Nvidia Unveils AI Model That Modifies Voices, Generates Novel Sounds

Nvidia’s Fugatto: Nvidia on Monday revealed a new AI model for generating music and audio that can modify voices and generate novel sounds – technology aimed at the producers of music, films and video games.

Nvidia’s Fugatto Modify Sounds

The tool, called Fugatto, is capable of generating music, sounds, and speech using text and audio inputs it’s never been trained on.

According to Nvidia, it can create a music snippet based on a text prompt, remove or add instruments from an existing song, change the accent or emotion in a voice — even let people produce sounds never heard before.

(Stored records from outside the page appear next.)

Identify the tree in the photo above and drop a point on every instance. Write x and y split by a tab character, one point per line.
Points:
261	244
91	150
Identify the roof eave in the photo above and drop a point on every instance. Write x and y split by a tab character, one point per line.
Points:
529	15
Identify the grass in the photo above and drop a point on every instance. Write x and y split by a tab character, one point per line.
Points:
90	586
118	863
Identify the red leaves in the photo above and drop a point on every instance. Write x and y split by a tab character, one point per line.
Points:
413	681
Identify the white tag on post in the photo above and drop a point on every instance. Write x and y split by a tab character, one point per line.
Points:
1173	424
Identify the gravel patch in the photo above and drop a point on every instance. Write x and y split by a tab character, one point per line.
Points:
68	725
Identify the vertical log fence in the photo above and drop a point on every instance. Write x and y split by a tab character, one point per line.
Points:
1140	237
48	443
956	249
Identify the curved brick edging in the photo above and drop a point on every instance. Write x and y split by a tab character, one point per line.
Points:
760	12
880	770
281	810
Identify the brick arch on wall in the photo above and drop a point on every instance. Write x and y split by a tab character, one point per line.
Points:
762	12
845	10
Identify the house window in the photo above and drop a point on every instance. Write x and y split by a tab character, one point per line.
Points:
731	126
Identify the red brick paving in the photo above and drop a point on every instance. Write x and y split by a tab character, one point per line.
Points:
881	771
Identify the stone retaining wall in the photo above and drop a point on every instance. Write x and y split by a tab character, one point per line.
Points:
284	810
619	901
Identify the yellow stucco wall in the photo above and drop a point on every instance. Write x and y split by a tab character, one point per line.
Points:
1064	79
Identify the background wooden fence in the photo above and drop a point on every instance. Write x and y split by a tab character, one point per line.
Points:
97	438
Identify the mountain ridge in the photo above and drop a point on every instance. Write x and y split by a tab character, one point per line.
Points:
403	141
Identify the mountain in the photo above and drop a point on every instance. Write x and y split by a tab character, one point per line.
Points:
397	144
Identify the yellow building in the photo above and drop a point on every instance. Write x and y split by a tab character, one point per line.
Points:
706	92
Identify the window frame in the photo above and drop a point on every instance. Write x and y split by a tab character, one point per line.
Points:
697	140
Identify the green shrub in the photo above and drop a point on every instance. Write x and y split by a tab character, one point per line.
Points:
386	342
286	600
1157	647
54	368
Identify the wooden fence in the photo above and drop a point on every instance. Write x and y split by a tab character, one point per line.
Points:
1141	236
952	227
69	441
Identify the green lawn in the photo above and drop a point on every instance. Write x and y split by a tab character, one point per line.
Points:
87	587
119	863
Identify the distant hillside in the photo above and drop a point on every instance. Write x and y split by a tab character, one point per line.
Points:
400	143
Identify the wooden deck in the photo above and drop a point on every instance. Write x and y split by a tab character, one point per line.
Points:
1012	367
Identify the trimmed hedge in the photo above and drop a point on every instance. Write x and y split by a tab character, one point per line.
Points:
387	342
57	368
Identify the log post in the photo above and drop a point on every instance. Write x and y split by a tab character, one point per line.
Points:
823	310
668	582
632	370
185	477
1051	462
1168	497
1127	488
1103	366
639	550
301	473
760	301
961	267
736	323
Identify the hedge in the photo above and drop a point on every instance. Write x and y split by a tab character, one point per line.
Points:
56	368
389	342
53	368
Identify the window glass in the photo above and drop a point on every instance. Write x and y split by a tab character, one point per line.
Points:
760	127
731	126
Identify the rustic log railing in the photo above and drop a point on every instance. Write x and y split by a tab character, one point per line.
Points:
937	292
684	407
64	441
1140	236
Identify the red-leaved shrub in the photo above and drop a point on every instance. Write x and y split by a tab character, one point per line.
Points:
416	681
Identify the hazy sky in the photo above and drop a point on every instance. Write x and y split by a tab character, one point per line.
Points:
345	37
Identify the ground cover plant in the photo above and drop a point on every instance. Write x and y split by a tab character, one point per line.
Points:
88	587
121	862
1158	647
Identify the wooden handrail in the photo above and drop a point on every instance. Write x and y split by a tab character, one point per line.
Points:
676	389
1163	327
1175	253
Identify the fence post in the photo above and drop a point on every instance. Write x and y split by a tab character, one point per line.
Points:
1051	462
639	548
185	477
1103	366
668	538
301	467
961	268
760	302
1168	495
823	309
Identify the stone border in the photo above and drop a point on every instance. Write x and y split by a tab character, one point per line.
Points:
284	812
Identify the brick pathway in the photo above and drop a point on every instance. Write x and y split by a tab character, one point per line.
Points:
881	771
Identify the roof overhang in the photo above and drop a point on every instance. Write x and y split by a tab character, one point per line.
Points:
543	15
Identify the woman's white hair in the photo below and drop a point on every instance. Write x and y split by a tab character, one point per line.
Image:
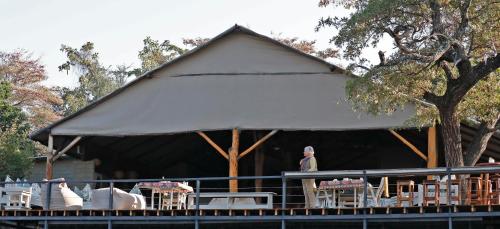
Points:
309	149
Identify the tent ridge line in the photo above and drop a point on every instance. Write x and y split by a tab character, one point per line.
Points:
251	73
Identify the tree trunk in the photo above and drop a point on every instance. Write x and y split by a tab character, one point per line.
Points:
452	139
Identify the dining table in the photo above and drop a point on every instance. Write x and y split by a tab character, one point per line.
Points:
345	185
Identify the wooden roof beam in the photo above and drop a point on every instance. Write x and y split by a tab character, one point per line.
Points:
213	144
407	143
257	144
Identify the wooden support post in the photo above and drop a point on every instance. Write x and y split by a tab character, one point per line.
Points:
213	144
233	161
48	166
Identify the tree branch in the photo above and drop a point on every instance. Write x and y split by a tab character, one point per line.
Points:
437	23
447	71
464	22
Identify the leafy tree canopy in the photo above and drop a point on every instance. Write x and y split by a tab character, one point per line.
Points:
443	59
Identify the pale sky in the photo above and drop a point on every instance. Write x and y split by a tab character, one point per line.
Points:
117	28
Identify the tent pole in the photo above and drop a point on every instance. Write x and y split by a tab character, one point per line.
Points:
431	148
48	167
259	164
233	161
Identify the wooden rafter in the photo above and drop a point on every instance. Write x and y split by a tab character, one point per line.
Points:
257	144
407	143
213	144
67	148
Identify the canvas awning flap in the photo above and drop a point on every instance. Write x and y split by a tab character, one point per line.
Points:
164	105
239	79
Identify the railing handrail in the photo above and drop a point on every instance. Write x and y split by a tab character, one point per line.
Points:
391	172
298	175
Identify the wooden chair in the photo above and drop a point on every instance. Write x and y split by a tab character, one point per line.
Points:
401	197
494	190
428	197
453	196
374	194
174	199
474	191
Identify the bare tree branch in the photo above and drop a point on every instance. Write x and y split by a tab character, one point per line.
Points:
464	22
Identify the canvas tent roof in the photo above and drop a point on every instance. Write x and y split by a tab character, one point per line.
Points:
239	79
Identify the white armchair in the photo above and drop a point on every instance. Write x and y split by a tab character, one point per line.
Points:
61	197
121	200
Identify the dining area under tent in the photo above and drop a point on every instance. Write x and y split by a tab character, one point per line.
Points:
243	105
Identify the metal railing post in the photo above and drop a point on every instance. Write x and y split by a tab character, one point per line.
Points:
283	200
111	187
196	221
365	199
283	192
448	185
365	193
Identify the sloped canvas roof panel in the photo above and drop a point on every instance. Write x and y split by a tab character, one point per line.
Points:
214	102
240	79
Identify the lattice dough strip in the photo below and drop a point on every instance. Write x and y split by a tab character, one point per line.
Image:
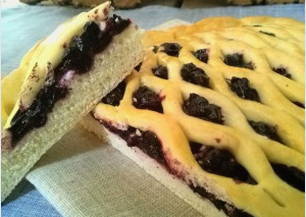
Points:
259	112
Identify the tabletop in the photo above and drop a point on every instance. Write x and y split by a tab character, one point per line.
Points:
27	24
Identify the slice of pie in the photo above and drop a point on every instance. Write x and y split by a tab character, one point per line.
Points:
215	112
59	81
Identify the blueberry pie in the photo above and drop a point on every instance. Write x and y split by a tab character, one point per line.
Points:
59	81
215	112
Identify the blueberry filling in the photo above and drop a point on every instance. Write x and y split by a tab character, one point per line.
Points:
242	88
160	71
228	209
202	55
237	60
172	49
147	141
268	33
199	107
115	96
195	75
145	98
220	162
301	105
78	57
265	130
137	68
282	71
291	175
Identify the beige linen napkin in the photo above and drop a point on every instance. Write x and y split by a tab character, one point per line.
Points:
82	176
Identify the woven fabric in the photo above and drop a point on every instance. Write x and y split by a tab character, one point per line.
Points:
81	176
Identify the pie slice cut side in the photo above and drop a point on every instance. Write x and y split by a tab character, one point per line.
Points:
59	81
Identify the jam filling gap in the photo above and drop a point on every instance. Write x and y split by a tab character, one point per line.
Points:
237	60
161	71
282	71
202	55
242	88
195	75
220	162
198	106
265	130
145	98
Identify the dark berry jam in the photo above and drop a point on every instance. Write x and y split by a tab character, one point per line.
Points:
78	57
199	107
301	105
220	162
291	175
147	141
268	33
160	71
115	96
195	75
242	88
145	98
265	130
137	68
282	71
202	55
228	209
172	49
237	60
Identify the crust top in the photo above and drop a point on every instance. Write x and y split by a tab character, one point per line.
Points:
264	45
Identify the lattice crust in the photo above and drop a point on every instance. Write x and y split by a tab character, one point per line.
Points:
265	43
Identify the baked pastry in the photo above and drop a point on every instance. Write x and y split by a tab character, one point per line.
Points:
215	112
58	82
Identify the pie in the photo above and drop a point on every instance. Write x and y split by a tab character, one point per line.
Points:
215	112
58	82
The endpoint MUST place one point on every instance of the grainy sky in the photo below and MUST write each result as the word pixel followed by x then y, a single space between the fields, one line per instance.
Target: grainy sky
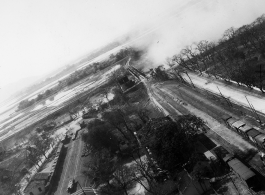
pixel 39 36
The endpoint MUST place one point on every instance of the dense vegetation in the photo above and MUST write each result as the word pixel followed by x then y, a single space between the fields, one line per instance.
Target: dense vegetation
pixel 238 56
pixel 121 131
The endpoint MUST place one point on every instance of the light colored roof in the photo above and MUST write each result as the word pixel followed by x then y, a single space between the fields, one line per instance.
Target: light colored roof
pixel 245 128
pixel 238 124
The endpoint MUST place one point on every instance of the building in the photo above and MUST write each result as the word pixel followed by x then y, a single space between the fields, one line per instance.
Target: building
pixel 36 186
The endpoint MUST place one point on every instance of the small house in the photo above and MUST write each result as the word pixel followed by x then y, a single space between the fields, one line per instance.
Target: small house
pixel 36 186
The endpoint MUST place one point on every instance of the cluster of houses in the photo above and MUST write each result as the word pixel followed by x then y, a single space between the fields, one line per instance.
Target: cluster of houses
pixel 40 183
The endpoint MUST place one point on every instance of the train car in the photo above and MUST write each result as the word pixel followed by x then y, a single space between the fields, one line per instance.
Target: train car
pixel 236 125
pixel 260 140
pixel 225 117
pixel 242 171
pixel 231 121
pixel 244 129
pixel 74 135
pixel 252 134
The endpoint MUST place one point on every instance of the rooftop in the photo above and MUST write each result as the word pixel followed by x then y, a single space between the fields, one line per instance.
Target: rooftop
pixel 39 179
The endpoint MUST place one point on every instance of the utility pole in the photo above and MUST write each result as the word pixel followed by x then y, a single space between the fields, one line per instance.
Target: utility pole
pixel 190 79
pixel 81 188
pixel 253 110
pixel 260 71
pixel 226 99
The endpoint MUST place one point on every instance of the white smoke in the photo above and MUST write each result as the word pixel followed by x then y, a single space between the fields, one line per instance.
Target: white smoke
pixel 189 23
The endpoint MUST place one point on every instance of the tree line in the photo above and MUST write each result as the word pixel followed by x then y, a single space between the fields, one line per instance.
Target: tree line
pixel 122 133
pixel 238 56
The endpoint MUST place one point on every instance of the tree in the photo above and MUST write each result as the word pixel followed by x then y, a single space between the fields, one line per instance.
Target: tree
pixel 101 136
pixel 101 166
pixel 172 141
pixel 123 178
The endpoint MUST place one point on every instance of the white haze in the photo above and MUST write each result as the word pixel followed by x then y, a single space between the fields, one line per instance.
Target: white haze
pixel 193 22
pixel 37 37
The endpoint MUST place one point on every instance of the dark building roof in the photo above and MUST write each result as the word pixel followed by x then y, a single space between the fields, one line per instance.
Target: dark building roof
pixel 39 179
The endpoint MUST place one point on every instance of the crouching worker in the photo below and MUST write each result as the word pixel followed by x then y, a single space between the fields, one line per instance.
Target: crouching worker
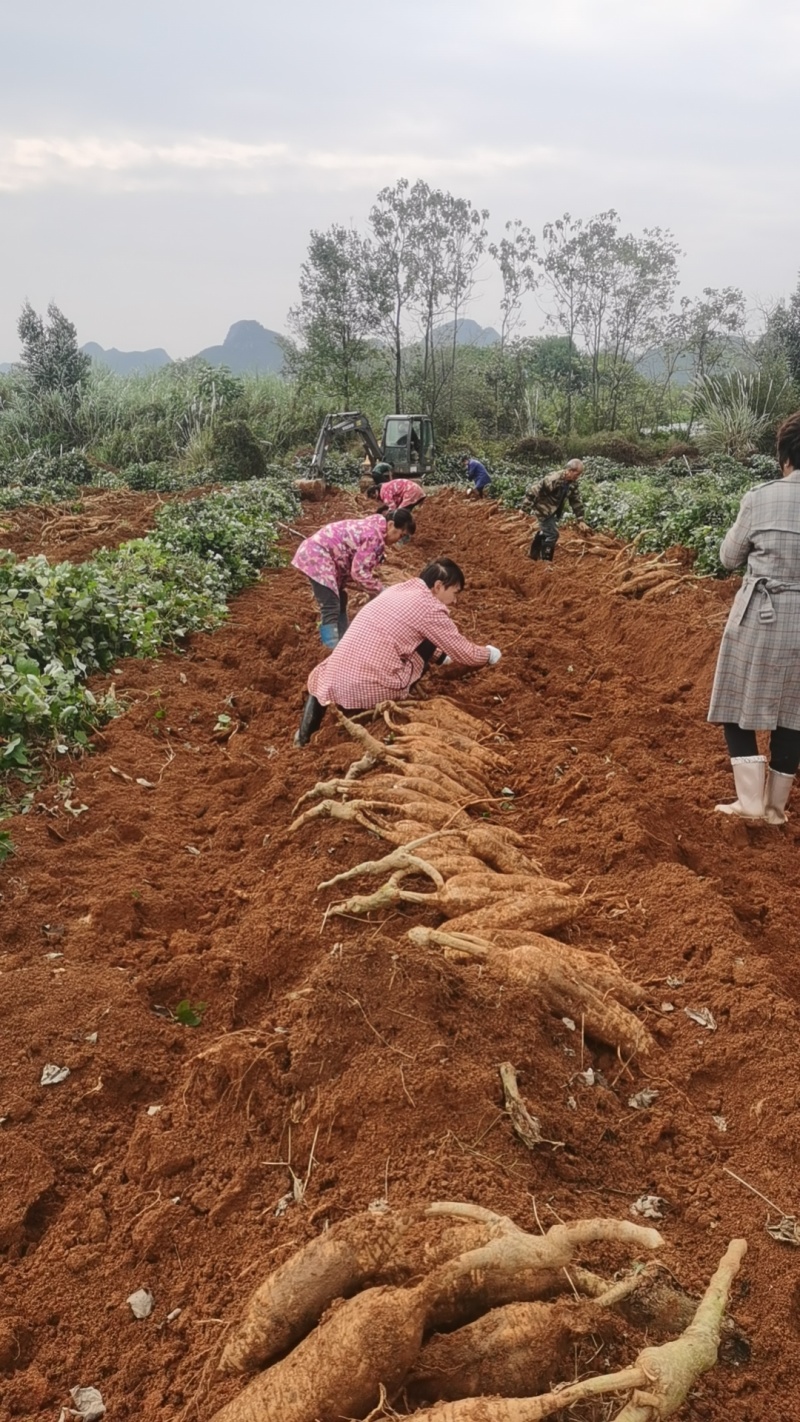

Also Read: Nvidia Faces US Antitrust Probe After Rivals Complaint

Unique Properties of Fugatto

What makes Fugatto different from other AI technologies is its ability to take in and modify existing audio. For example by taking a line played on a piano and transforming it into a line sung by a human voice, or by taking a spoken word recording and changing the accent used and the mood expressed.

According to Reuters, “If we think about synthetic audio over the past 50 years, music sounds different now because of computers, because of synthesizers,” said Bryan Catanzaro, vice president of applied deep learning research at Nvidia.

“I think that generative AI is going to bring new capabilities to music, to video games and to ordinary folks that want to create things.”

Nvidia’s new model was trained on open-source data, and the company said it is still debating whether and how to release it publicly.